Unemployment fell sharply in August across the region, including in Butler County, where the rate dropped from 8.7 percent a year ago and from 7.3 percent in July to 6.6 percent in August, according to figures released late last month by the Ohio Department of Job and Family Services.
Hamilton dropped from 9.5 percent last year and 7.9 percent in July to 7.2 percent and Middletown from 10.1 percent a year ago and 8.7 in July to 7.8 percent in August.
Despite these numbers, the September job fair at the Kohl’s distribution center in Butler County brought out thousands of area residents hoping to snag one of the 1,200 seasonal jobs.
There are two reasons the unemployment rate can go down, said Bill Even, an economist at Miami University. Either more unemployed workers found jobs or more unemployed workers simply quit looking for jobs.

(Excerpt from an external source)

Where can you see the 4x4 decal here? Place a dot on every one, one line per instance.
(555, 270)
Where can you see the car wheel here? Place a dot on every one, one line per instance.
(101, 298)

“For example, if you’ve got somebody who’s close to retirement and they were laid off, they might look for a year and then finally say ‘the heck with it, I’m just going to retire’ or a younger person might say ‘the heck with it, I’m just going to go back to school,’ ” Even said. “The unemployment rate falls but it’s not really an improving job market that’s causing it. It’s that people are discouraged and quit looking.”
Harold Morgan, 34, a Butler County native now living in Warren County, was one of the people applying for the Kohl’s jobs. He said he worked as an independent contractor until the economy soured.
Temporary work at the distribution center would mean better hours and pay than the part-time jobs he has been working while completing coursework at Warren County Career Center, Morgan said.
“I graduate in April, so I’m just doing what I can to get myself through school and get into my career,” said Morgan, who has four children, ages 15, 9, 6, and 3. “Being a father, you’ve got to do what you’ve got to do.”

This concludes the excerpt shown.